Salah satu mitos yang masih bertahan hingga saat ini adalah jembatan Palasa di Kabupaten Parigi Moutong, Sulawesi Tengah. Sebuah jembatan yang masih berdiri dengan kokoh hingga saat ini. Dibangun pada 1936, jembatan itu terlihat baru dibangun 30 tahun lalu saja. Konon Jembatan Belanda itu menumbalkan seorang gadis perawan yang berusia 17 Tahun dari suku Lauje yang ditanam di di bawah pondasi jembatan. Maksud tumbal itu agar menjadi penguatan jembatan agar tetap kuat berdiri sampai ratusan tahun.

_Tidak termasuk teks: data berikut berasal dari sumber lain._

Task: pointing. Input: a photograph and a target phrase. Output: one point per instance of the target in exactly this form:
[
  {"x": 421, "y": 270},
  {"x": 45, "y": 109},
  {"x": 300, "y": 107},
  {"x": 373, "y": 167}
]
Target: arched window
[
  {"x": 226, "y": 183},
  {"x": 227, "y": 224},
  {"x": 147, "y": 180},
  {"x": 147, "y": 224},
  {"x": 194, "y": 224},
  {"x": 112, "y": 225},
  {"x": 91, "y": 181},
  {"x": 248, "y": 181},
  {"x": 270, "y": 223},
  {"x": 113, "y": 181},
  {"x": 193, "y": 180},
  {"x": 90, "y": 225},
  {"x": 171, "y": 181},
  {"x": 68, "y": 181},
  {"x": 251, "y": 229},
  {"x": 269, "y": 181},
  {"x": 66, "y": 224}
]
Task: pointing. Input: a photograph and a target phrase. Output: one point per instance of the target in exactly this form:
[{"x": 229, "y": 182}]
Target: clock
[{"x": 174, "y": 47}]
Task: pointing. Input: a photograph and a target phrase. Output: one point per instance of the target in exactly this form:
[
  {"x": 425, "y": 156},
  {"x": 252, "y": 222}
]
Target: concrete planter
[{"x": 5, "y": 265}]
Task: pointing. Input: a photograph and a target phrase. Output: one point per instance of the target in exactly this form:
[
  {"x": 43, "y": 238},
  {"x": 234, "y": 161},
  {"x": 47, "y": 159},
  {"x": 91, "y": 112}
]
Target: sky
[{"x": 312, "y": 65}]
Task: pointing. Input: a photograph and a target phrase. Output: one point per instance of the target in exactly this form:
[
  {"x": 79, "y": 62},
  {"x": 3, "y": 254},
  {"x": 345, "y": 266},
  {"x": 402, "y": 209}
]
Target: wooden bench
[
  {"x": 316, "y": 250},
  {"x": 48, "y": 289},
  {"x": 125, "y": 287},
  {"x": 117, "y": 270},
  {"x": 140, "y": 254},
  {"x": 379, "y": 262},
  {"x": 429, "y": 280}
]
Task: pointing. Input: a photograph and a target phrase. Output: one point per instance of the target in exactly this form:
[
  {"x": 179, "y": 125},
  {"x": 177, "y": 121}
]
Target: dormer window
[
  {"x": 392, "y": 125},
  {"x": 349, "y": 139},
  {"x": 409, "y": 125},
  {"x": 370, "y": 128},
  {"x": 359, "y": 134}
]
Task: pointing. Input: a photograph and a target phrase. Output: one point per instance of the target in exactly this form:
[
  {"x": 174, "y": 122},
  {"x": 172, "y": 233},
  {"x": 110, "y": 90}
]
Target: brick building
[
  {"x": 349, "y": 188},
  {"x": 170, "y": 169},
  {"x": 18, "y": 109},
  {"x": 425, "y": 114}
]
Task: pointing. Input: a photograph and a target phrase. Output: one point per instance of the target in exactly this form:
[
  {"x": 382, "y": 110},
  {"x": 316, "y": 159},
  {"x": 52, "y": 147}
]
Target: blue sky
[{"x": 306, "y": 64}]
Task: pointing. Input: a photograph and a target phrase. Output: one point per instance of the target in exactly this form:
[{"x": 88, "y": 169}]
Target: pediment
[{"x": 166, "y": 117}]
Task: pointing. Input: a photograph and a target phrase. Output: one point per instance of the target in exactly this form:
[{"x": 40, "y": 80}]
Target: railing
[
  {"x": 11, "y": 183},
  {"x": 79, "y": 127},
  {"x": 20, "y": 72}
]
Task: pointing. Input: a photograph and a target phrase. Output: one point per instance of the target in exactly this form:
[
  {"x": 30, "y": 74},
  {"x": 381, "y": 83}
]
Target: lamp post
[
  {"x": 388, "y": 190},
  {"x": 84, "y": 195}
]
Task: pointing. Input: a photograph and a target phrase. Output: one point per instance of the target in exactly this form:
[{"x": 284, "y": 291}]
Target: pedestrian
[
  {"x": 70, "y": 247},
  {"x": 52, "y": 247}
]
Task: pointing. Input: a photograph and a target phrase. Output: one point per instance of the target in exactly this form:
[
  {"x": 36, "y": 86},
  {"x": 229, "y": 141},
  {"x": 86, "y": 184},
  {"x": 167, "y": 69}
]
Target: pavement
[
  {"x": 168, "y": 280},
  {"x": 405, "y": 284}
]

Akan hal jembatan, terowongan kereta dan beberapa gedung di Jawa, yang konon kabarnya juga menumbalkan kepala manusia sebagai tanda awal pengerjaan proyek. Bahkan ada juga yang menyebut, tumbal kepala manusia itu sebagai sarana untuk melobi kekuatan gaib yang ada dilokasi agar pembangunan itu bisa berjalan sukses.
Cerita-cerita mengenai tumbal kepala sebagai penguat fondasi jembatan, gedung dan lain sebagainya sudah ada sejak masa penjajahan ratusan tahun lalu. Sangat bisa dimengerti bagaimana herannya orang-orang pribumi saat para insinyur Belanda itu merencanakan dan berhitung saat hendak menaklukkan kondisi alam Nusantara yang masih belum banyak terjamah manusia. Bagaimana para pribumi heran saat melihat pembangunan burg atau jembatan.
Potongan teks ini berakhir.